Oh no I'm aware of the resolution limitations as a first gen vive owner. That being said from what I've heard some of the newer high DPI devices handle this a lot better.

It'll be a while but I think it will eventually have a practical use case as a portable workstation monitor.

[–] [email protected] 2 points 6 days ago* (last edited 6 days ago)

That being said from what I’ve heard some of the newer high DPI devices handle this a lot better.

I mean, you can get higher-resolution ones, but they aren't as high resolution as even the monitors that you'd virtualize. Like:

  • First, the guy is using glasses that are really designed for augmented reality, not as a monitor replacement. They're not optimizing for this use case.

  • We aren't yet at the point where traditional displays are really even maxed out in terms of usable resolution, and as things stand, HMDs have lower resolution.

  • If someone wants that "virtual projection" thing, HMDs have to be even higher-resolution than that.
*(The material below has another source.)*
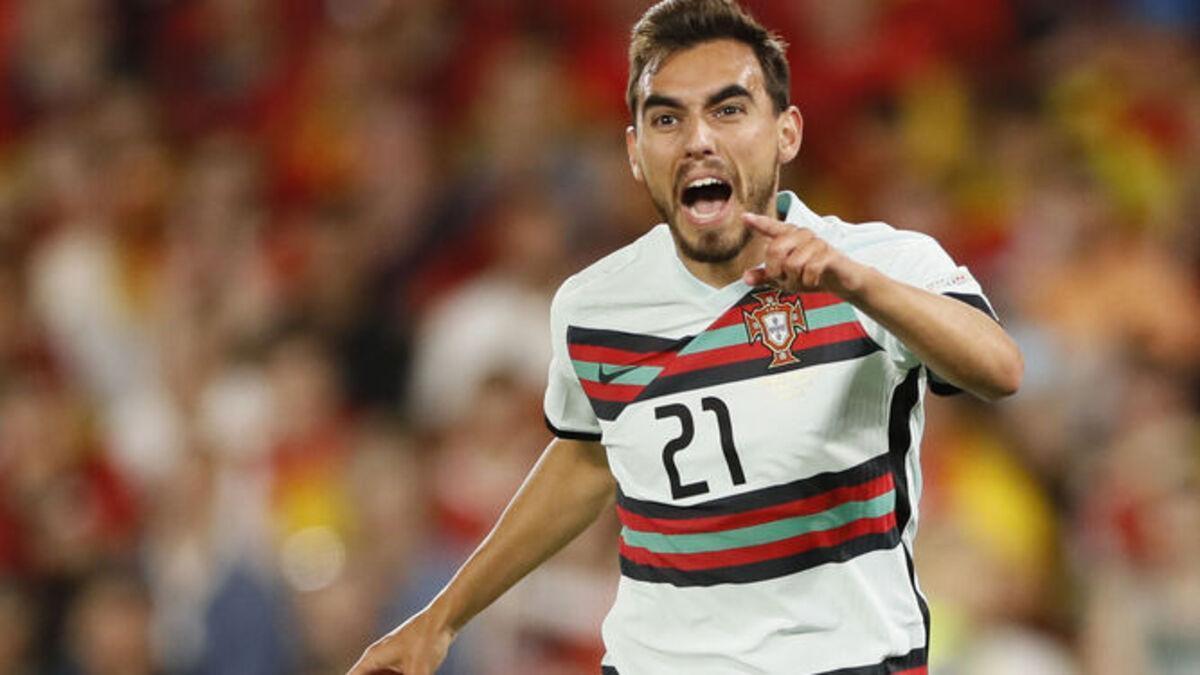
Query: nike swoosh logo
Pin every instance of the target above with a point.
(606, 377)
One good thing about these AR goggles compared to trying to use VR goggles for this is that the AR goggles are spending the physical pixels they do display in the center of your visual field, as opposed to way off in the periphery. VR goggles need to have a really high field of view to provide immersiveness and let you see things in the corner of your eye, but for working with text and such, monitor replacement hardware only really needs to put something in the visual arc that you'd actually be viewing a regular monitor in, in the center of your field of vision, a smaller arc. So repurposing these for a desktop replacement is at least using the pixels that are physically-displayed more-efficiently than VR goggles would. That is, the XReal goggles here are at least closer to being optimized to be a "monitor replacement" HMD than VR goggles would be.